Caso a adesão se confirme, o Estado terá assegurada a suspensão gradual do pagamento da dívida por 10 anos (hoje a inadimplência é amparada em liminar judicial) e obterá autorização para novos financiamentos (atualmente proibidos). Em troca, terá de reduzir incentivos fiscais, instituir um teto de gastos estadual e privatizar estatais, entre outras medidas.
Por conta das exigências e pelo fato de empurrar o problema da dívida para o futuro, o assunto não é consensual fora do governo — críticos sustentam que as contrapartidas são duras demais.
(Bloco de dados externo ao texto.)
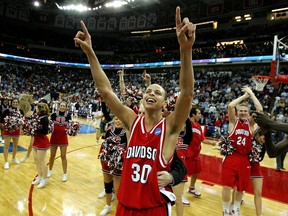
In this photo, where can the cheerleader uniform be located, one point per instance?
(41, 141)
(10, 112)
(59, 136)
(118, 135)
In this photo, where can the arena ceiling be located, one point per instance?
(196, 9)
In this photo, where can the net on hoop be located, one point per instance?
(260, 82)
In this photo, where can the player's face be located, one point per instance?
(15, 103)
(62, 107)
(260, 139)
(198, 115)
(141, 110)
(118, 123)
(243, 112)
(153, 98)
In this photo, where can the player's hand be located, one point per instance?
(185, 31)
(83, 39)
(121, 72)
(164, 178)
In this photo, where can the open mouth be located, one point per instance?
(150, 100)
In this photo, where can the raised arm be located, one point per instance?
(147, 79)
(122, 83)
(126, 115)
(231, 108)
(185, 31)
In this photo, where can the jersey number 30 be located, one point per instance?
(140, 173)
(241, 141)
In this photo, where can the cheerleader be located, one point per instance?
(59, 138)
(256, 156)
(114, 146)
(13, 119)
(41, 144)
(4, 105)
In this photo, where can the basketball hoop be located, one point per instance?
(260, 82)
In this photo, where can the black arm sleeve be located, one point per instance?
(178, 170)
(105, 112)
(5, 113)
(188, 132)
(262, 153)
(44, 122)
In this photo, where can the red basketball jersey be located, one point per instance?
(139, 185)
(195, 145)
(241, 137)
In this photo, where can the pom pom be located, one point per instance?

No caso do Rio de Janeiro, único Estado a aderir à proposta até agora, o governo fluminense enfrentou dificuldades nos últimos três anos para cumprir o acordo.
Em dezembro, aquele Estado teve de recorrer ao Supremo Tribunal Federal para não ser excluído do regime pelo Tesouro Nacional e para evitar a cobrança dos passivos vencidos, o que inviabilizaria a gestão. Agora, o governo do Rio planeja pedir adesão ao novo regime, já com as regras alteradas, na tentativa de solucionar o impasse.
Nesta quarta-feira (3), o governador Eduardo Leite tocou no assunto ao apresentar a agenda de projetos prioritários em 2021, entre eles a atualização da lei estadual que autorizou o Rio Grande do Sul a ingressar no programa federal, em razão das mudanças na legislação nacional. Durante a coletiva de imprensa, Leite argumentou que não há alternativa ao Estado.
— A alteração no regime vem no sentido de facilitar a adesão. Se, com o ingresso facilitado pela lei, o Estado não fizer a sua parte, a liminar que temos se fragiliza. O Estado tem de mostrar boa vontade, porque é isso que vai sustentar a liminar — enfatizou Leite.
De 2017, quando obteve aval da Justiça para parar de pagar a União, até dezembro de 2020, o Palácio Piratini deixou de repassar R$ 11,1 bilhões aos cofres federais (equivalente a oito folhas do Executivo). Se a liminar cair, será preciso voltar a bancar as parcelas mensais, de cerca de R$ 300 milhões (em torno de R$ 4 bilhões ao ano). Leite e o secretário estadual da Fazenda, Marco Aurelio Cardoso, afirmam que não haverá recursos para isso.